Your training dashboard shows 96% completion. Your audit report notes that mandatory security training is complete for the year. Your board paper confirms that staff have received appropriate awareness education.
None of this tells you whether anyone can actually do the thing you trained them to do.
Attendance is evidence of presence. Competence is evidence of capability. We’ve spent years confusing the two, and that confusion is why security training doesn’t work the way we need it to.
The measurement gap
When you measure attendance, you’re measuring whether someone logged in, clicked through the content, and submitted the quiz answers. You’re measuring participation in a process.
When you measure competence, you’re measuring whether someone can recognise a realistic scenario, make the correct decision, and explain why that decision matters. You’re measuring the outcome the process was supposed to produce.
These are not the same thing. In most fields, we understand this instinctively. A surgeon who attended lectures on appendectomy isn’t competent to perform one. A pilot who completed ground school isn’t competent to fly. We require demonstrated capability under realistic conditions.
In security training, we’ve lowered the bar to attendance and called it sufficient. It isn’t.
What completion actually proves
A training completion record proves that someone was present for information delivery. It might prove they could answer multiple-choice questions immediately after receiving that information. In the best case, it proves short-term recall of simplified examples.
It doesn’t prove they can apply that knowledge in their actual work. It doesn’t prove they’ll remember it next week, let alone next month. It doesn’t prove they can perform under pressure, distraction, or uncertainty.
If your training includes a quiz, you’re testing recognition: can someone identify the correct answer when it’s presented alongside obviously wrong alternatives. That’s a very different cognitive task from recall: can someone retrieve the correct answer from memory when prompted by a realistic situation.
Recognition is easier. Recognition produces higher scores. Recognition makes the training look more effective. And recognition is almost useless as a predictor of real-world behaviour.

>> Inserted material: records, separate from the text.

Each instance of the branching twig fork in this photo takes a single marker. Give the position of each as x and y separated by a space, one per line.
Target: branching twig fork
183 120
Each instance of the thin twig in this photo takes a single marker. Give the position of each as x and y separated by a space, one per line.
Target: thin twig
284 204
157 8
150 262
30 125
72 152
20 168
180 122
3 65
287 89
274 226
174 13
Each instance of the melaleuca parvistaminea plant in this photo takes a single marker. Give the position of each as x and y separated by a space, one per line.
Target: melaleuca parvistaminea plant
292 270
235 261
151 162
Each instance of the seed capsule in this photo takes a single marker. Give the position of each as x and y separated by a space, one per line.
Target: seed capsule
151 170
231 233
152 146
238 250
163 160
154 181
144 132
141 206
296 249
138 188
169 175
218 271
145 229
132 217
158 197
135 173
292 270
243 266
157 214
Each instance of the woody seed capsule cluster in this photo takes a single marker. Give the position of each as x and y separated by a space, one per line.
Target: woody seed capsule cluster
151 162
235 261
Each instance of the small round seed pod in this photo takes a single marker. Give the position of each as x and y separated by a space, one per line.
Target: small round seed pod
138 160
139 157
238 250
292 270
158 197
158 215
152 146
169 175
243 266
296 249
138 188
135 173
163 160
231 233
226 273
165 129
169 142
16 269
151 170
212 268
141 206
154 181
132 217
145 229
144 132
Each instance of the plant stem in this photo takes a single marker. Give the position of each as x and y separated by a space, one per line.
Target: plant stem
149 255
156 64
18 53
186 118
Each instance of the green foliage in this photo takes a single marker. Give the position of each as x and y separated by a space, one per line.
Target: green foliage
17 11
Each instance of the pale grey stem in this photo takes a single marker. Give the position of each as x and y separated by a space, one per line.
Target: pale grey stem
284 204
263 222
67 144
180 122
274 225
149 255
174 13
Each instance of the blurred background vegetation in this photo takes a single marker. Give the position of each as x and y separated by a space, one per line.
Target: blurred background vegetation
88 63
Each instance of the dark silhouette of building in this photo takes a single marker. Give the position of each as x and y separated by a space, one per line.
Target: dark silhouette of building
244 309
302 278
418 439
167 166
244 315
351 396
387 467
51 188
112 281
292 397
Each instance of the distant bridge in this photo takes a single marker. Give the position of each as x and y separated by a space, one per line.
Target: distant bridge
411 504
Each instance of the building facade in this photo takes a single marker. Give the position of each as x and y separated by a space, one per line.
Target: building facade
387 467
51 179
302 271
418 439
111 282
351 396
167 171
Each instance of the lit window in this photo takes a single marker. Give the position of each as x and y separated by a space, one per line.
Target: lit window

The evidence you actually need
If you want to know whether training has reduced risk, you need evidence that answers three questions:
Can people recognise the situation when it occurs in their actual work?
Can they execute the correct response under realistic time and attention constraints?
Does this capability persist beyond the immediate training window?
Attendance doesn’t answer any of these questions. Neither does quiz performance. What you need is evidence of behaviour in context.
This evidence can take different forms. Realistic simulations that match actual work scenarios. Observed performance in controlled conditions. Longitudinal testing that checks retention over time.
What it can’t be is a completion timestamp. That measures the wrong thing entirely.
Why we measure the wrong thing
We measure attendance because it’s easy to track and easy to report. LMS platforms are built around completion metrics. Audit frameworks ask whether training occurred. Compliance requirements specify that staff must complete training annually.
None of this requires evidence of competence because competence is harder to measure. It requires more sophisticated assessment. It produces messier data. It can’t be reduced to a single percentage in a dashboard.
So we optimise for what we can easily measure, and we convince ourselves that completion equals effectiveness. We’re measuring our effort, not our outcome.
This is understandable but inadequate. If the goal is risk reduction, and risk reduction requires behavioural change, then you need evidence of behaviour. Anything less is faith, not assurance.
The cost of false assurance
When you mistake attendance for competence, you create false assurance. Leadership believes the risk is managed because the training is complete. Auditors are satisfied because the requirement is met. The organisation relaxes because the metrics look good.
Then an incident occurs. Someone clicks a phishing link. Someone misconfigures a system. Someone bypasses a control. And the investigation reveals that yes, they completed the training. They passed the quiz. They have the certificate.
They just didn’t have the competence to execute the behaviour when it mattered.
This is worse than no training at all. No training creates no false assurance. You know the gap exists. Ineffective training that produces completion metrics creates the illusion that the gap is closed. You’re blind to the actual risk.
Moving to evidence-based training
The shift from attendance to competence starts with asking different questions.
Not “did everyone complete the training” but “can people perform the behaviour.”
Not “what’s our completion rate” but “what evidence do we have of capability.”
Not “who hasn’t logged in yet” but “who can demonstrate understanding under realistic conditions.”
These questions are harder to answer. They require better assessment design. They produce more complex evidence. They can’t be reduced to a single dashboard metric.
But they measure what actually reduces risk. This is why awareness alone doesn’t reduce risk—and why behaviour has to be evidenced, not assumed.